Así que una gran parte de los usuarios comenzó a utilizar los smartphones y tablets en casa o en la oficina, conectadas a las redes Wifi, gratuitas, sin consumir los caros datos móviles de la época.  Esto ayudó a expandir aun más rápidamente el mercado de este tipo de dispositivos, que no traían un consumo agregado de más datos móviles.
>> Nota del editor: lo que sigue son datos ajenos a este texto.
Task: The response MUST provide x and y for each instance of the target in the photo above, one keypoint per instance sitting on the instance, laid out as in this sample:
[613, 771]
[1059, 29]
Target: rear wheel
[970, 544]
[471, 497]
Los impactos en la empresa

Hacia 2011 o 2012, el surgimiento de smartphones y tabletas había impactado profundamente en las empresas. Veamos, a continuación, algunos de sus efectos:

  • Bring-your-own-device: muchas compañías empezaron a percaterse de que sus empleados preferían trabajar y llevar a la oficina sus propios dispositivos personales (smartphones o tablets), los cuáles estaban acostumbrados a usar en casa, en forma adicional o a veces en forma alternativa a los dispositivos que la empresa ponía a su disposición. ¿Para qué utilizar un teléfono antiguo pagado por la empresa cuando tengo a mi disposición un Smartphone sólo cambiando la tarjeta SIM de uno al otro? ¿Por qué andar moviendo un pesado PC de un sitio al otro cuando tengo una tablet portátil dónde puedo consultar datos en cualquier sitio? Esto llevó a nuevas tecnologías de control como Mobile Device Management.
  • Relacionamiento con los consumidores: el relacionamiento con los clientes a través de páginas con interfaz WWW pasó a ser algo obsoleto.  Los usuarios comenzaron a demandar aplicaciones para acceder a los servicios online de las empresas que fuesen compatibles con sus nuevos dispositivos móviles, que les garantizaran un acceso en cualquier momento y aprovechando sus ventajas de formatos y herramientas añadidas (como la posibilidad de establecer videoconferencias).  Apareció una nueva industria especializada de aplicaciones móviles.
  • Extensión de la movilidad: la difusión masiva de la movilidad disponiendo de aplicaciones complejas a un coste muy bajo permitió una mayor conectividad dentro de la organización.  Ahora era posible suministrar aplicaciones móviles incluso en niveles muy bajos de la organización.  Esto, además de impactar en la productividad personal, permitía redefinir los servicios generales y muchos procesos internos de la organización según nuevos parámetros.  Ya no era necesario "ir a la oficina" sólo para conectarse a la red, ahora existían numerosas formas de mantenerse permanentemente conectado desde cualquier sitio. Uno de los derivados de esto es el eWork.
  • Explosión de datos: la hiperconectividad de los usuarios, capaces de actualizar las redes sociales y las aplicaciones desde cualquier sitio y en cualquier momento, más la disponibilidad de datos generados por los propios dispositivos móviles (como la localización) generó una explosión de datos adicionales, y generó el interés por parte de las organizaciones para ser utilizados con los más diversos fines (estudios sociales, patrones de compra, etc).  De esto deriva la nueva capa de Big Data en las empresas.
En sucesivas notas, veremos como tratar estas nuevas problemáticas en la arquitectura de sistemas de una compañía.